Le previsioni meteo oscillavano compulsive tra “pioggerellina leggera” e “Allerta Gialla!”. La Valle delle Moregge, una delle valli più selvatiche e meno antropizzate di tutto il Lario, è davvero un pessimo posto per farsi sorprendere da un violento temporale. Ad aumentare le incertezza anche un imprevisto: l’uscita dalla vecchia galleria del Melgone è stata nuovamente bloccata – lo abbiamo scoperto solo al secondo cancello – rendendo impossibile un giro ad anello sfruttando il “sentiero della scaletta”. Abbiamo provato a rimontare sul “sentiero della finestra”, ma due alberi abbattuti rendevano ulteriormente complessa una linea di salita già impegnativa ed esposta a precipizio sull’acqua. Respinti dal rischio e dalle difficoltà non abbiamo potuto altro che ritornare sui nostri passi e ripiegare sul Sentiero del 50° OSA. L’afa, dopo un scroscio di pioggia, era soffocante rendendo ulteriormente gravosa la già ripida salita tra l’erba alta. Partiti da quota 200 – la riva del lago – abbiamo raggiunto quota 550 sotto l’imponente Parete Nord del Moregallo. Prima di abbandonare il sentiero per immergersi completamente nella valle delle Moregge, viste le facce e l’incertezza del tempo, ho indetto una votazione: 9 voti su 9 – il mio compreso – hanno optato per un fresco bagno nelle acque del lago ed una bicchierata al Rapanui! In montagna non sempre si vince, l’importante è non perdere: un’escursione densa di imprevisti e magra di conquiste si è rivelata una serata tra le più divertenti e piacevoli da trascorrere tutti insieme. Il Moregallo non regala mai nulla, ma il gruppo è stato ottimo!

Notturna al Corno Orientale

Il fascino del giorno che incontra la notte, vissuto tra le montagne, è riuscito – almeno in parte – a resistere al richiamo della Nazionale di calcio impegnata nella semifinale degli Europei.
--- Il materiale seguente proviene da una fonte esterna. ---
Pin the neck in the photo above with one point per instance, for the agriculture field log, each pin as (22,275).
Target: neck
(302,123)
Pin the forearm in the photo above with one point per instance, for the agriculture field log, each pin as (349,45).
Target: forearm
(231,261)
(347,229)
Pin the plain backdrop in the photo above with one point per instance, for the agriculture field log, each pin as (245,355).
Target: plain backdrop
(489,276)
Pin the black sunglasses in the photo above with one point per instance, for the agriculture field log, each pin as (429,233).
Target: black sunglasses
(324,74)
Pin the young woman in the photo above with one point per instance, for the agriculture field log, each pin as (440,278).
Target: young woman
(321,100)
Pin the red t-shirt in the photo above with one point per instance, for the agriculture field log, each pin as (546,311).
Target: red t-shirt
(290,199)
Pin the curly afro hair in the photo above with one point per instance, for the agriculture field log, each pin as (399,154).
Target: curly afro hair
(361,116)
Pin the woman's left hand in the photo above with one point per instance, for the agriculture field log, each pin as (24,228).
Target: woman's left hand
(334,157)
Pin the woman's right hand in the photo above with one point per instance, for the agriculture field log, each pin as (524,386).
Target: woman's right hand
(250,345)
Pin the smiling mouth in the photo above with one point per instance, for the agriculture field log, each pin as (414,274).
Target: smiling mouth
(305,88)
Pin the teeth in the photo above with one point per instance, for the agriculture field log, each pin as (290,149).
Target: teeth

Con un piccolo gruppo abbiamo risalito, avvolti nel placido silenzio che avvolge al tramonto i vecchi castani, la val Cerrina. Giunti quasi al suo culmine siamo stati accolti da un capriolo maschio che fieramente rivendicava il proprio primato sul territorio: “Ma abbaia?” Sì il capriolo “abbaia”, emette un suono cupo e roco che ricorda quello del cane. Il termine corretto è “scrocchio”, in parte è un segnale d’allarme ed in parte un “chivalà” che l’animale lancia verso chi entra nel suo territorio. Giunti poi a Pianezzo, mentre le nuvole grigie si tingevano di arancione, ci siamo diretti alla Parete Fasana ed alla Forra dei Corni. La profonda ”trincea di roccia” che separa la Parete Fasana dal Gruppo dei Pilastri è una piccola meraviglia sorprendentemente poco nota a molte delle persone che sono già salite in precedenza ai Corni. Dalla cima del Corno Orientale, dopo i saluti di rito e qualche pezzo di focaccia farcita, ci siamo goduti la notte ed il brillare delle luci sottostante. Verso le undici e mezza, rientrando alle macchine tra le strade di paese, abbiamo potuto ascoltare – dalle finestre aperte e dalle televisioni a tutto volume – anche lo svolgersi dei Calci di Rigori e la vittoria della Nazionale. Sembra che le nostre notturne portino fortuna anche agli azzurri!

Notturna al Monte Oriolo

L’Oriolo, con i suoi 1101 metri, è il meno conosciuto e probabilmente frequentato dei tra i monti che circondano la conca di Crezzo (Megna, Oriolo e Castel di Leves). Tuttavia offre la possibilità di un percorso ad anello inaspettatamente suggestivo e panoramico. Si può infatti attraversare i boschi del versante Est, abbondanti di grandi alberi e grossi massi erratici di granito, per poi percorrere da Sud verso Nord il lungo crinale: solitarie radure offrono scorgi insoliti, per via della posizione dell’Oriolo, sulle montagne e le valli circostanti. L’itinerario, impegnativo ma non particolarmente faticoso, permette poi di allungarsi verso il Castel di Leves prima di fare ritorno alle sponde del Laghetto di Crezzo da cui si è partiti. Le fotografie, con la fioca luce di questi piovosi giorni di luglio, non rendono giustizia al panorama. Un’escursione interessante da riproporre nelle diverse livree stagionali.